Sore Ini, Pemerintah Bakal Gelar Rapat Penurunan Harga Tiket Pesawat

Published

on

Ilustrasi

Geosiar.com, Jakarta – Pemerintah akan melakukan pertemuan untuk kembali membahas soal teknis penurunan harga tiket pesawat untuk maskapai berbiaya rendah atau low cost carrier airlines alias LCC pada hari ini, Senin (8/7/2019).

Rapat ini rencanya akan dipimpin langsung oleh Menteri Koordinator Bidang Perekonomian Darmin Nasution.

“Rapat koordinasi lanjutan nanti sore untuk membahas dan memutuskan detail kebijakan (penurunan harga tiket pesawat),” ungkap Sekretaris Kementerian Koordinator Bidang Perekonomian Susiwijono Moegiarso seperti dikutip Tempo, Senin (8/7/2019).

Sejak 1 Juli lalu pembahasan soal tiket pesawat ini sudah dilakukan, dan dilanjutkan pada 4 Juli.

Rapat ini dilaksanakan untuk menindaklanjuti rencana pemberian insentif fiskal dari pemerintah dan sejumlah perusahaan aviasi guna melorotkan tarif angkutan penerbangan udara.

Rapat sebelumnya, pemerintah dan maskapai bersepakat menentukan besaran penurunan harga tiket pesawat LCC sebesar 50 persen dari tarif batas atas.

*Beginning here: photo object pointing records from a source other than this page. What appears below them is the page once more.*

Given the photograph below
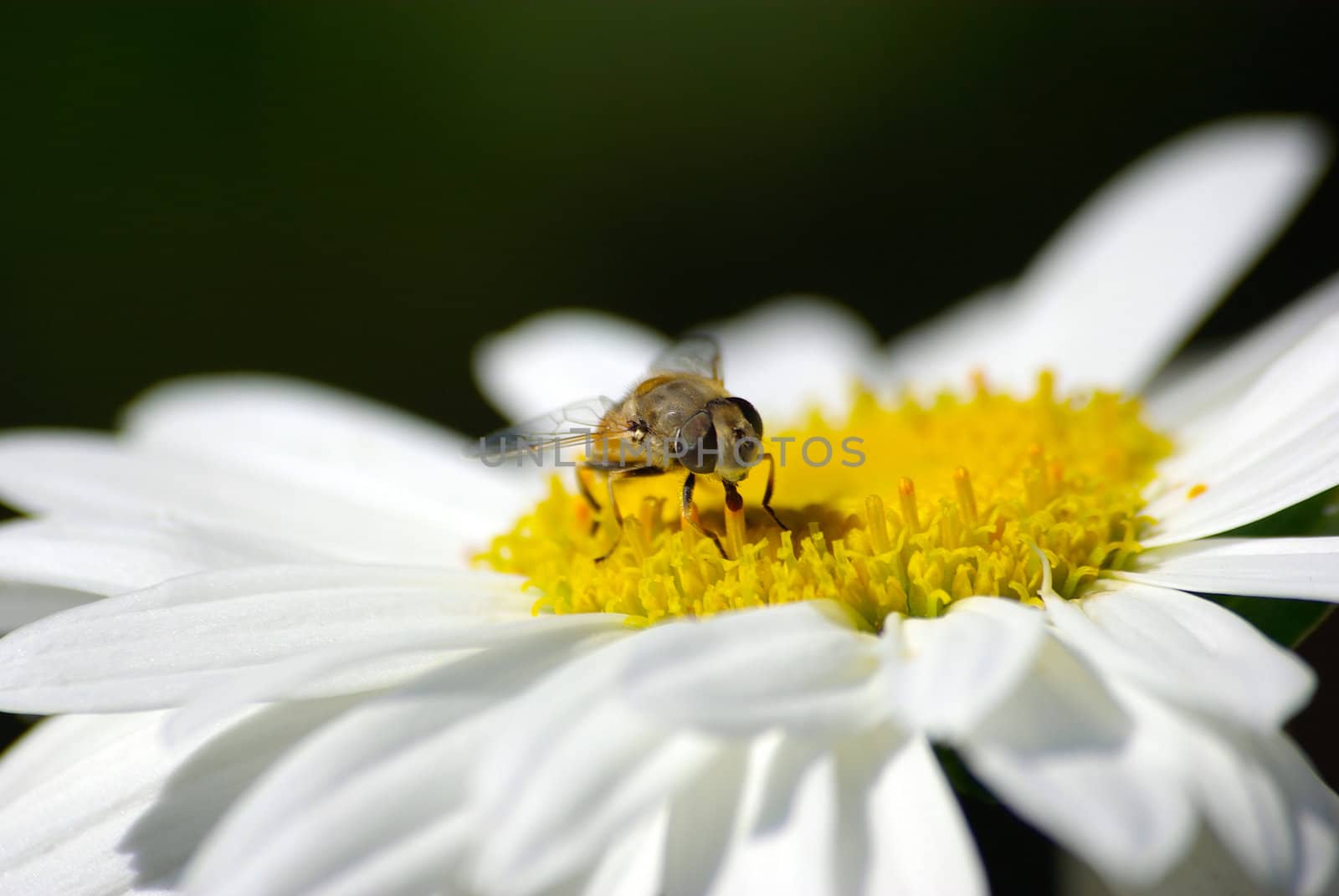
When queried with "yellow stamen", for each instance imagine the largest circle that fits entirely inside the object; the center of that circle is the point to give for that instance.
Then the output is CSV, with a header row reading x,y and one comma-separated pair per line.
x,y
966,499
907,496
1062,473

Namun, harga tiket hanya akan turun pada hari dan jam tertentu.

Direktur Niaga PT Garuda Indonesia (Persero) Tbk. Pikri Ilham mengatakan penurunan harga kemungkinan dilakukan dalam skema diskon. Adapun potongan harga ini hanya berlaku untuk penerbangan hari Selasa, Kamis, dan Sabtu pada pukul 10.00 hingga 14.00 WIB pada rute-rute khusus.

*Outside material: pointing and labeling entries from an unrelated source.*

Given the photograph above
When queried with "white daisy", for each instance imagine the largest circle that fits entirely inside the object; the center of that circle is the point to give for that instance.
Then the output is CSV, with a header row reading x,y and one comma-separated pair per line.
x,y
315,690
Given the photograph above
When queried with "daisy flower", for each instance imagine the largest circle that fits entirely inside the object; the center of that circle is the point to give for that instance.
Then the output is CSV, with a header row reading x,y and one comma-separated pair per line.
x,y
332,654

Susiwijono menjelaskan pemerintah masih menggodok detail teknis terkait jadwal dan rute penurunan harga tiket tersebut. Ia memastikan rapat sore ini menghasilkan keputusan kebijakan yang matang.

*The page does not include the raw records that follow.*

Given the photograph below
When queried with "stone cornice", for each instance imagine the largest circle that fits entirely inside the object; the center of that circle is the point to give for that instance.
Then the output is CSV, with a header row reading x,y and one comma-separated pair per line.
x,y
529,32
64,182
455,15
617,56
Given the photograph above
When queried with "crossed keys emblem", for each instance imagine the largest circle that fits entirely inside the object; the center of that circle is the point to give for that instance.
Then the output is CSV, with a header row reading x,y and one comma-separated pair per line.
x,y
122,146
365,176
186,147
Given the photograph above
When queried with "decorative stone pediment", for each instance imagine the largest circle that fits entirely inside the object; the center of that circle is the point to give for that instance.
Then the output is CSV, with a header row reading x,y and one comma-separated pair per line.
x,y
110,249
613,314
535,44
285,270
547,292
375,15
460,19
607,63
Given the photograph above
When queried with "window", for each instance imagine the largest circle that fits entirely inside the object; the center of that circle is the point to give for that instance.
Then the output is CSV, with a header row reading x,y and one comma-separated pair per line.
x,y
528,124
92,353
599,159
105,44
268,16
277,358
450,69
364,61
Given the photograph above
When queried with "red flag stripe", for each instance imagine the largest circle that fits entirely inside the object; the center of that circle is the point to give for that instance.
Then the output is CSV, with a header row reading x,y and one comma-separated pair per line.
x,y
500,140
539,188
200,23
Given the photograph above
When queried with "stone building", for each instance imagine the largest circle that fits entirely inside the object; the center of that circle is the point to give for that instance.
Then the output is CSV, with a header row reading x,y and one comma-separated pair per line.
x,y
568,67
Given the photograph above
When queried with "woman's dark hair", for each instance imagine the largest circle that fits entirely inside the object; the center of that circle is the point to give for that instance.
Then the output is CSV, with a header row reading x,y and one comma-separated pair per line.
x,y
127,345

Penurunan harga tiket pesawat LCC pada jadwal tertentu berdasarkan pemerintah setelah mengevaluasi secara berkala kebijakan penurunan tarif batas atas.

Kebijakan penurunan TBA diatur dalam Peraturan Menteri Perhubungan Nomor 106 Tahun 2019 dan berlaku efektif sejak 18 Mei 2019 lalu. Kebijakan ini diharapkan dipastikan memenuhi dengan baik kepentingan publik oleh industri jasa angkutan udara dengan menyeimbangkan kepentingan publik, industri yang terkait, dan negara.